We have executed performance tests in the below instance (digital ocean)
- OS: Ubuntu 25.04 x64
- vCPUs: 4 vCPUs
- RAM/SSD: 8GB / 240GB Disk
- Family: General compute
Due to cost considerations, testing was conducted on a modest DigitalOcean droplet (4 vCPU / 8 GB RAM / 240 GB SSD). Consequently, the KPI, discount-band, and brand-share queries measured around 0.8–1.1 s P95.
In production we recommend AWS m6in (or equivalent) instances. These are powered by 3rd-Gen Intel Xeon Scalable (“Ice Lake”) CPUs up to 3.5 GHz, with 200 Gbps networking and 80–100 Gbps EBS throughput, and scale to 128 vCPUs / 512 GiB RAM. Our enterprise MonkDB customers running similar analytics consistently achieve sub-300 ms P95 latencies on such hardware.
This means the latencies observed on DigitalOcean should be viewed as conservative; significantly lower numbers are expected on production-grade instances.
- Public Data Source: The dataset (Myntra Product Listings) is released under a CC0 Public Domain license and contains only publicly available product catalogue information—no personal or sensitive consumer data.
- Secure Credentials: Database and API credentials are stored in
.envandconfig.ini, never hard-coded or exposed in logs or the repository. This can secured even further by bringing in concepts like Hashicorp's Vault or such alternatives in production environment. - Read-only Analytics: All analytics operations use MonkDB's MCP SELECT-only interface; no user-identifiable or private data is written or modified.

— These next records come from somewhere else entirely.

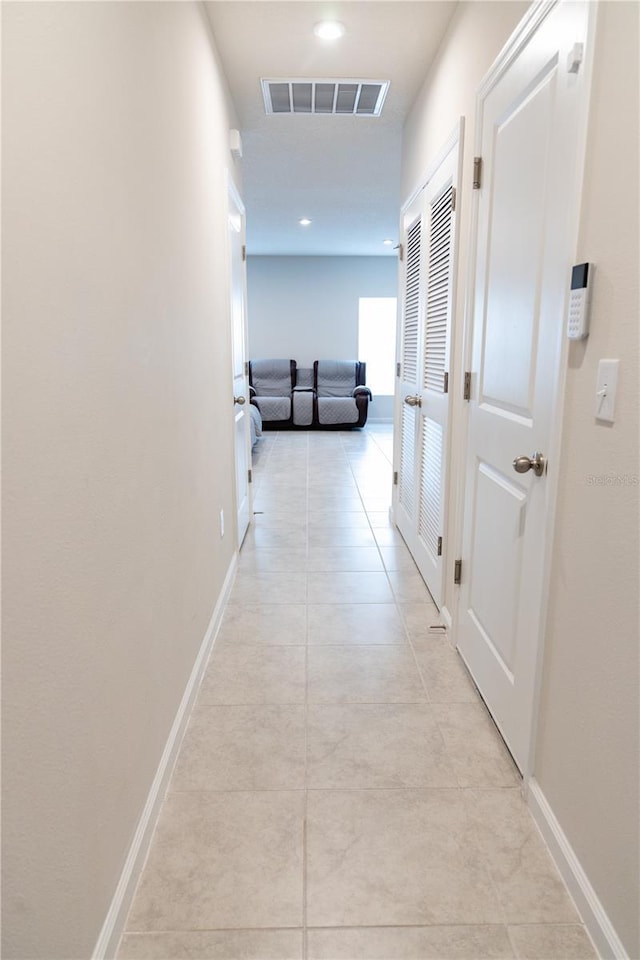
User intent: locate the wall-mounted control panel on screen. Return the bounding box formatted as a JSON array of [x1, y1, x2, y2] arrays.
[[567, 263, 593, 340]]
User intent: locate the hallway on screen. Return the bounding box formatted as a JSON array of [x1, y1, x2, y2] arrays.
[[119, 424, 595, 960]]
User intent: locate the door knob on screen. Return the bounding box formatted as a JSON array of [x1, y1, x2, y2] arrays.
[[513, 450, 547, 477]]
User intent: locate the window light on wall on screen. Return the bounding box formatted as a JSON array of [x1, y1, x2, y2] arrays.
[[358, 297, 397, 397]]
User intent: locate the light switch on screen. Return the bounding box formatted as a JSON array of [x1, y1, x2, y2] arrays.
[[596, 360, 620, 423]]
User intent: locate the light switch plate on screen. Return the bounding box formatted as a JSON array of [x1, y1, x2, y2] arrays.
[[596, 360, 620, 423]]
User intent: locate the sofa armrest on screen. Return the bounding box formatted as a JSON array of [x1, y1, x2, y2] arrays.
[[351, 387, 373, 400]]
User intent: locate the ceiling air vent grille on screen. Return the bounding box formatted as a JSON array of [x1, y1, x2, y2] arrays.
[[261, 80, 389, 117]]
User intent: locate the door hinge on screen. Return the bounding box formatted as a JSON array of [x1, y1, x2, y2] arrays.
[[567, 43, 584, 73], [473, 157, 482, 190]]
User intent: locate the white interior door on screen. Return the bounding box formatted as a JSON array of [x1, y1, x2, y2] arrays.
[[396, 141, 458, 606], [229, 181, 252, 546], [457, 3, 587, 770]]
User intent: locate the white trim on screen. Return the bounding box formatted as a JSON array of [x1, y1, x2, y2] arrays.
[[526, 778, 629, 960], [400, 117, 464, 213], [91, 553, 238, 960], [476, 0, 560, 99], [522, 3, 599, 783]]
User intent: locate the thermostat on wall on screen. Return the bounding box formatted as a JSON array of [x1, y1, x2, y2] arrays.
[[567, 263, 593, 340]]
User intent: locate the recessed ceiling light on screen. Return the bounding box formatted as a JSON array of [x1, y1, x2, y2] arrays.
[[313, 20, 344, 40]]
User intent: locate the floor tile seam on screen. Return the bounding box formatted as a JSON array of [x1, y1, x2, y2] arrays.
[[302, 434, 311, 960], [398, 632, 436, 708], [309, 920, 516, 931], [120, 925, 304, 937], [200, 700, 304, 707]]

- Logging Hygiene: Application logs exclude secrets and comply with data minimisation best practices.
You may swap
- langchain with another agentic framework.
- Streamlit with another frontend framework.
- Mistral model with another LLM model which is a pre-requisite for agentic framework.
This repo is licensed under permissive Apache 2.0 license.